日本は世界5位の農業大国

2010年に書かれた本ですが、農水省の利益のために、日本と韓国しか採用していない「カロリーベース自給率」、それは分母に廃棄されている食糧も含まれていたり、輸出額は減っていたりして「自給」の実態とはあわず、日本の農業に危機感を植え付けるための策略で指標として採用され続けている。
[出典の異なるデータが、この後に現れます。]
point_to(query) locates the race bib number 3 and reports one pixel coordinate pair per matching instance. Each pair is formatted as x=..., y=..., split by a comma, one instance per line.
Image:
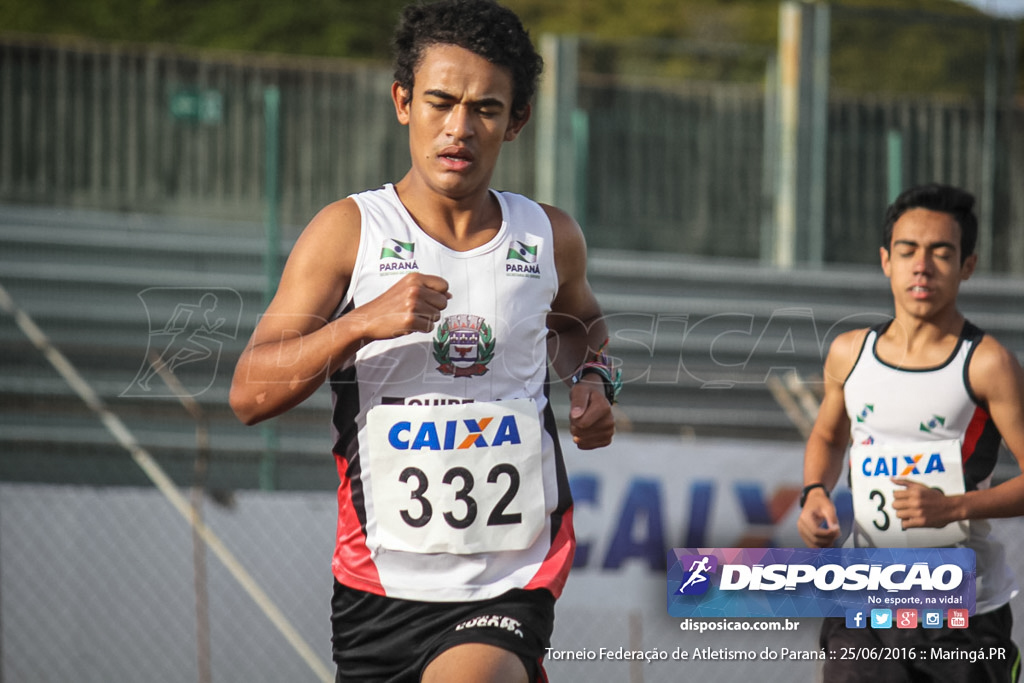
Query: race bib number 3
x=935, y=464
x=462, y=479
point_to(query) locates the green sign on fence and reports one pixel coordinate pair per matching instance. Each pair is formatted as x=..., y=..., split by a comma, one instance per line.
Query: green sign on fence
x=196, y=104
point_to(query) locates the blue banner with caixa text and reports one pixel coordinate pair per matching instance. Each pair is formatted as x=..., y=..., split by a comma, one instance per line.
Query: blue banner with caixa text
x=828, y=582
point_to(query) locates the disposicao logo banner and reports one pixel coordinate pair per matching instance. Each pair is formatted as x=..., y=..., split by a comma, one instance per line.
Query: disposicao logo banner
x=798, y=582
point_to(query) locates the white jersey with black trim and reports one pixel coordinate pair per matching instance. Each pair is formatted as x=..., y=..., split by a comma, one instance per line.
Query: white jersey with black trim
x=894, y=406
x=453, y=485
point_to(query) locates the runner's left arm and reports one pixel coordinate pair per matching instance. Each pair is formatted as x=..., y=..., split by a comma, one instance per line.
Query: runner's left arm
x=577, y=334
x=997, y=380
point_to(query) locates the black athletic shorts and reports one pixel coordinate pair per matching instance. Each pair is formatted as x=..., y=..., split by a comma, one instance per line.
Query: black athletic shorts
x=385, y=640
x=982, y=652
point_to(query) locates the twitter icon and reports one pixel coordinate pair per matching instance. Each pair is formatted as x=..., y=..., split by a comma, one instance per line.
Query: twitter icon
x=882, y=619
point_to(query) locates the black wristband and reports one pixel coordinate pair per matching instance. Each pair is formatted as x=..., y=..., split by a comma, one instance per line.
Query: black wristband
x=808, y=488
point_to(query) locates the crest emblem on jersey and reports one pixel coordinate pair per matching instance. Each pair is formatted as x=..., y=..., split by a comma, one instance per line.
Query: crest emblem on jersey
x=464, y=345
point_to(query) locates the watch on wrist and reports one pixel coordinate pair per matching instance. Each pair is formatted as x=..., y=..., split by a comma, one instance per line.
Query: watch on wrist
x=808, y=488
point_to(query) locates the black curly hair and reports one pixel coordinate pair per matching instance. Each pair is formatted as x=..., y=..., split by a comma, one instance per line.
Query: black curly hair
x=944, y=199
x=482, y=27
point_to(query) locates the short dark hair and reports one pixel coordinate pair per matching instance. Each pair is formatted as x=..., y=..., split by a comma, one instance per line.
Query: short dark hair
x=934, y=197
x=482, y=27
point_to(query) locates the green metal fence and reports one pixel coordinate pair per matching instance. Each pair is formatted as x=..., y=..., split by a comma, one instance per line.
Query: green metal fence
x=656, y=164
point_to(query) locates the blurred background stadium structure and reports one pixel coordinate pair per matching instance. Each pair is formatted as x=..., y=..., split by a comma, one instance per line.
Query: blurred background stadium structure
x=731, y=197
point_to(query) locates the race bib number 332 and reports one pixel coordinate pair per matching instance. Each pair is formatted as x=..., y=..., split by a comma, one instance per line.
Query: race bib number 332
x=463, y=478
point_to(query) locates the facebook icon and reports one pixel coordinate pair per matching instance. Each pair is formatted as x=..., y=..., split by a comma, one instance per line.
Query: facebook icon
x=855, y=619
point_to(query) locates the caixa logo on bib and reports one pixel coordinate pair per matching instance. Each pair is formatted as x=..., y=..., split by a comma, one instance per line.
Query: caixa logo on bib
x=454, y=434
x=886, y=466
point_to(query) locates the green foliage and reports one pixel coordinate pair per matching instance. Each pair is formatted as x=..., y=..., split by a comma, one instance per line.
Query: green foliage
x=693, y=40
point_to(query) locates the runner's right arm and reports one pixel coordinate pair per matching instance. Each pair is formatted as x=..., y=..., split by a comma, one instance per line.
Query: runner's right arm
x=825, y=450
x=295, y=346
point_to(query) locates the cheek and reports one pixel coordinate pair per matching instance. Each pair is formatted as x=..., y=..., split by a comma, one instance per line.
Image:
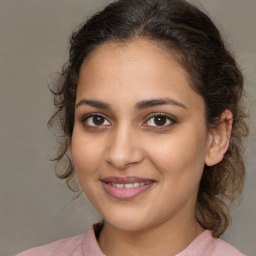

生産額ベースであれば、自給率は68%あり、生産額の規模は日本は世界5位の農業大国であるとのこと。この本はお恥ずかしながら、つい最近まで知らなかったが、TPPの是非論や、日本の農業を輸出する機運が高まるなど、この5年間ほどで、なんにとなく論調に多様性がでてきている気がします。これこそが専門領域を持つジャーナリストが執筆する本のお手本の一つでしょう。公表されていない生産額ベースの食糧自給率を他国との比較したところがFactとしては大きく、米、バター、豚など、具体的な事象において農水省の謀略の全体像も納得感があります。この本の続編はいまのタイミングで読みたいのと、著者が遺伝子組み換えの話や日本の農薬の問題などをどのように考えているか、知りたい気がしました。食の安全も、様々な意見があり、素人では判断が付きにくい状況であり、ジャーナリストの視点が必要です。